# AFPA Tai Chi Certification Programs



## bigfootsquatch (May 25, 2007)

http://www.afpafitness.com/store/ad...from=0&zenid=0c12027195a89104ca67c8df0fc80dfc

I'm trying to find good programs to add at my current school. Thoughts, ideas on afpa's tai chi program?


----------



## Xue Sheng (May 25, 2007)

I have no thoughts on it and I would like to keep it that way. I will say I am not a big fan of it based on what I read.

calling "wave hands like clouds" "wave hands like white puffy clouds" says about enough for me.

Do you do taiji?

If so what style and what forms of that style?

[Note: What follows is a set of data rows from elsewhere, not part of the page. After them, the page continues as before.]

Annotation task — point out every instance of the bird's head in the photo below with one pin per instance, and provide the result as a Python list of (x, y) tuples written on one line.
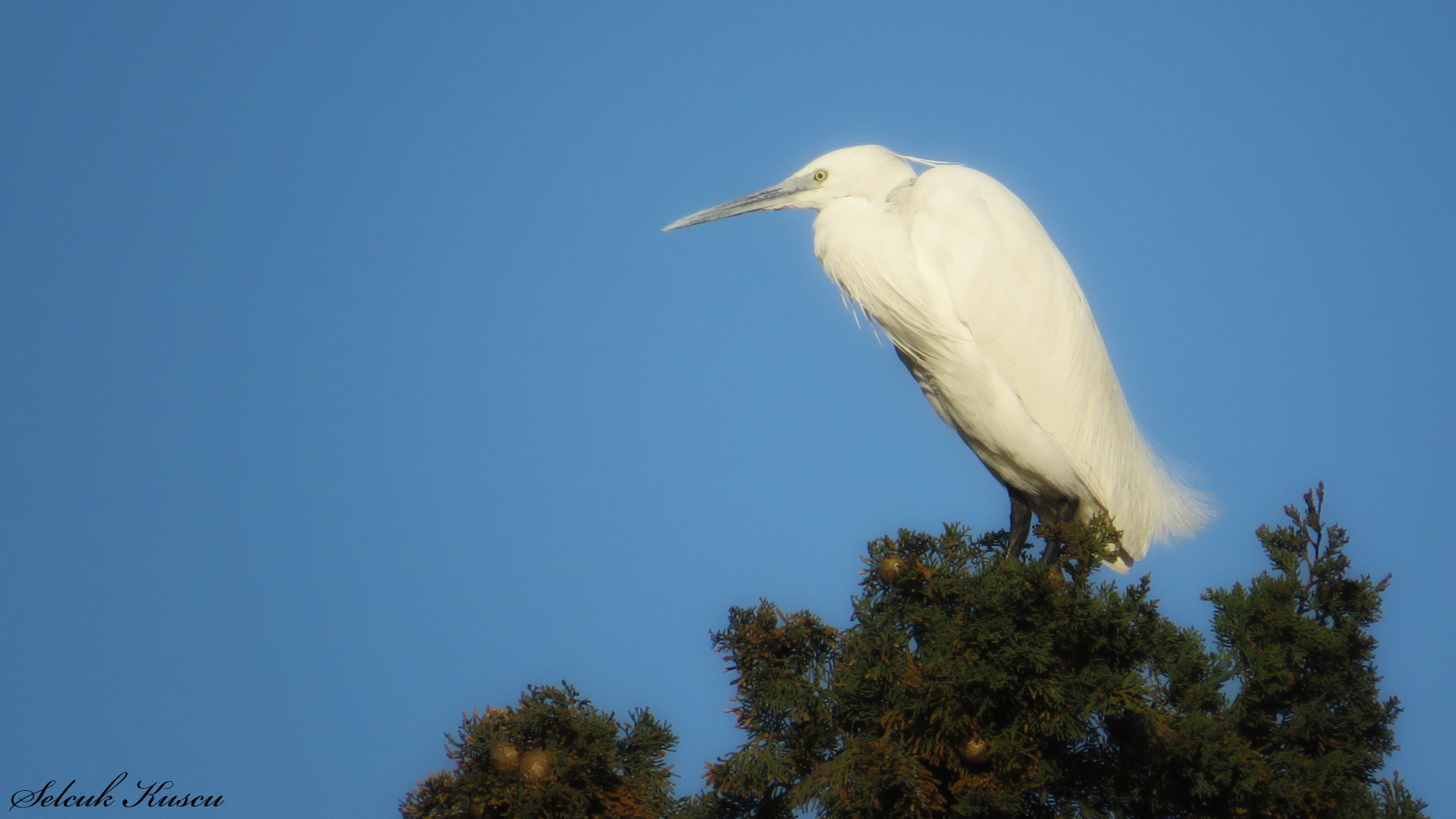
[(870, 172)]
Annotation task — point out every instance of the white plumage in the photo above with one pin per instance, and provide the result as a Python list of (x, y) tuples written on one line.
[(990, 321)]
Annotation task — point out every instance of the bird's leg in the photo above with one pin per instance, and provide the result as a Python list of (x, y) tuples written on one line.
[(1066, 510), (1019, 522)]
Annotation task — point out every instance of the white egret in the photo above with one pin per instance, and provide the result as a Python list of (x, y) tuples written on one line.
[(989, 319)]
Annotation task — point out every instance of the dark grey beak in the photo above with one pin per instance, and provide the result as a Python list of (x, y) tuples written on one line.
[(777, 197)]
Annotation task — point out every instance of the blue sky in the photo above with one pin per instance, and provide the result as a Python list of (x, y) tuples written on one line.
[(348, 381)]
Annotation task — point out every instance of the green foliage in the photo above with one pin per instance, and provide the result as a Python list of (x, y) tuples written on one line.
[(554, 757), (976, 684)]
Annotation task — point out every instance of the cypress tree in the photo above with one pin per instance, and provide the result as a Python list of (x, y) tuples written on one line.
[(973, 682)]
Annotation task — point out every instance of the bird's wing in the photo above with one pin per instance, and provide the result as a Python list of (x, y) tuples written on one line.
[(1017, 297)]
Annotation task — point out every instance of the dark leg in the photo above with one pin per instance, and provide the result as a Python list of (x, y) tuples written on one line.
[(1066, 510), (1019, 522)]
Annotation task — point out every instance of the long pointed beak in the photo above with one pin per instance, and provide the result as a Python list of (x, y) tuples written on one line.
[(777, 197)]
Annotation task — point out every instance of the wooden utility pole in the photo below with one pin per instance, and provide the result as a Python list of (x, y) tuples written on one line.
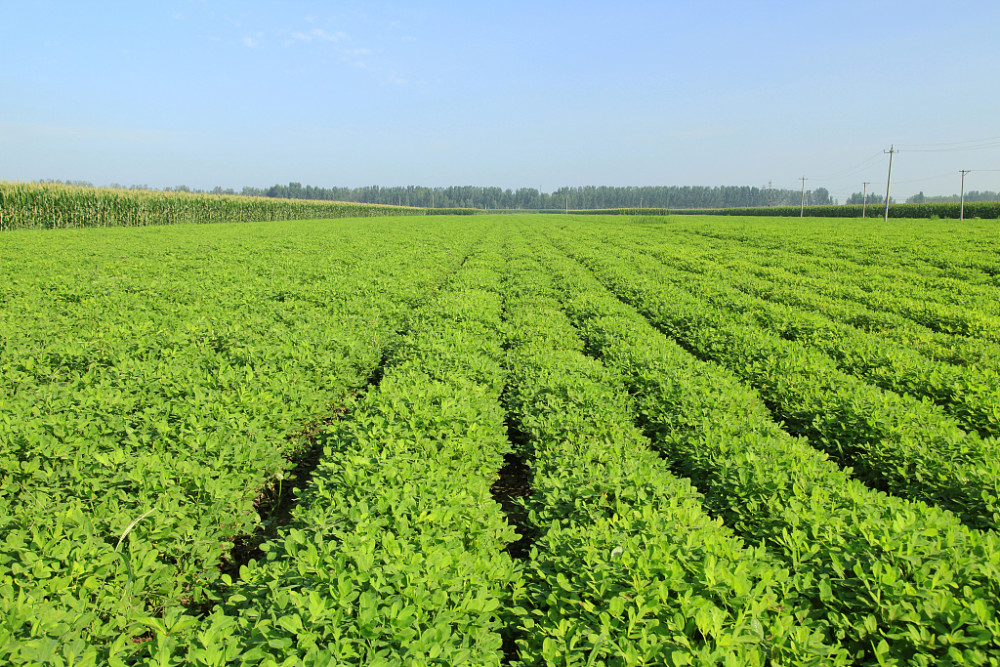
[(888, 179), (961, 215)]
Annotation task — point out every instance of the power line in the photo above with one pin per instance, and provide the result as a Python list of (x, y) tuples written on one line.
[(888, 180), (952, 145)]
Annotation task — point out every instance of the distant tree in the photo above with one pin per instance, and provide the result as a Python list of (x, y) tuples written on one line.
[(820, 197)]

How long have you been doing taiji?


----------



## bigfootsquatch (May 25, 2007)

self taught for better or worse 

Simplified 24 short form
Yang Family 108
Yang "style" with fajing
Nine Temple Exercises(more qigong and stretches than tai chi)
-----------------------------------
My school also has a tai chi/wushu based martial art, more for fighting than health

I've been doing the self taught for over a year, and the other for several years. I do not think much of the program from AFPA either, BUT I was hoping others could direct me in a better direction. I only want to add on to the school, not change styles.


----------



## Xue Sheng (May 25, 2007)

Then why AFPA?

If you know Yang style you don't need AFPA and if you do not feel you know Yang style well enough to teach it AFPA will not help and you still don't need it. You would be better off finding a Sifu and working with him/her for awhile.


----------



## Brian R. VanCise (May 25, 2007)

Xue Sheng said:


> Then why AFPA?
> 
> If you know Yang style you don't need AFPA and if you do not feel you know Yang style well enough to teach it AFPA will not help and you still don't need it. You would be better off finding a Sifu and working with him/her for awhile.


 
This is great advice.  Try to find a Sifu even if only once a month in a private lesson setting.  Good luck.


----------



## JadecloudAlchemist (May 26, 2007)

Dear Bigfoot sometimes the long way is better than the easy way.
Most common soccer yoga mom may not know what AFPA is and you saying your a senior fitness specialist sounds good...
Here lays the problem you may be certified but does the certification hold its weight? Let's say you are certified in Tai chi chuan from them and they think your good enough(I am sure the'll say your perfect for $50) now your teaching students  bad form and unproper knowledge of what is going on and now you are cheating people out of quality training when they think they are getting real teaching. Now if you are ok with that idea well that is your choice however eventually it will leak out. I know you want to be certified and have more programs and personally I think that is fine but there is a correct way of doing it.
Here is an example:
Say a person is  a Tai chi teacher(had a teacher for a good amount of years) and wants to add more programs to offer for his students who are mainly elderly and adults.
His first thought is what direction do I want to take my school and what programs would benefit my Tai chi students.
So let's say he thinks I want to focus more on martial arts for my adult students and more health orient to my elderly students.
So he finds that a first-aid course does not take to long and would be benefical for both. He also decides that he would like to study Ba gua privately for his martial students and focus more on Qigong and mediation for his elderly students. He knows it may take time till he can actually teach his students these forms but when he does it will be correct.

Now this does not mean he can not pursue other areas at the same time in creditable areas such as massage or what have you. Just would have to balance the schedule.

I apologize for such a lengthly post but I would not want someone to be cheated and to me it seems like you have good intent just not the correct method of going about it.


----------



## bigfootsquatch (May 26, 2007)

I dont have a method of going about it. I'm trying to get ideas together.  There aren't any instructors in tai chi close by that I know of. I'm not trying to add a complete tai chi curriculum to the school, since we already do some anyway. I was hoping to find something along the 24 short form or 37 short form level, as most only want health benefits. I am definitely not in the business to scam people though. Have any of you had experience with the AFPA, or have links that discuss it's positive/negative certifications?

If any of you would though, I live in Northeast Louisiana(Bastrop). If any of you know of "good" instructors in the are of any style, then please let me know.


----------



## SifuPhil (May 28, 2007)

Xue Sheng said:


> calling "wave hands like clouds" "wave hands like white puffy clouds" says about enough for me.


LOL!

You forgot "_White Crane Spreads its Wings and Prepares to Fly in Twilight Sky while Clutching a Little Green Fish in his Left Claw and a Couple of Little Twigs for Building his Friend Larry's Nest in his Right_"


----------



## bigfootsquatch (May 31, 2007)

Xue Sheng said:


> I have no thoughts on it and I would like to keep it that way. I will say I am not a big fan of it based on what I read.
> 
> calling "wave hands like clouds" "wave hands like white puffy clouds" says about enough for me.
> 
> ...


 
You got something against puffy clouds?!


----------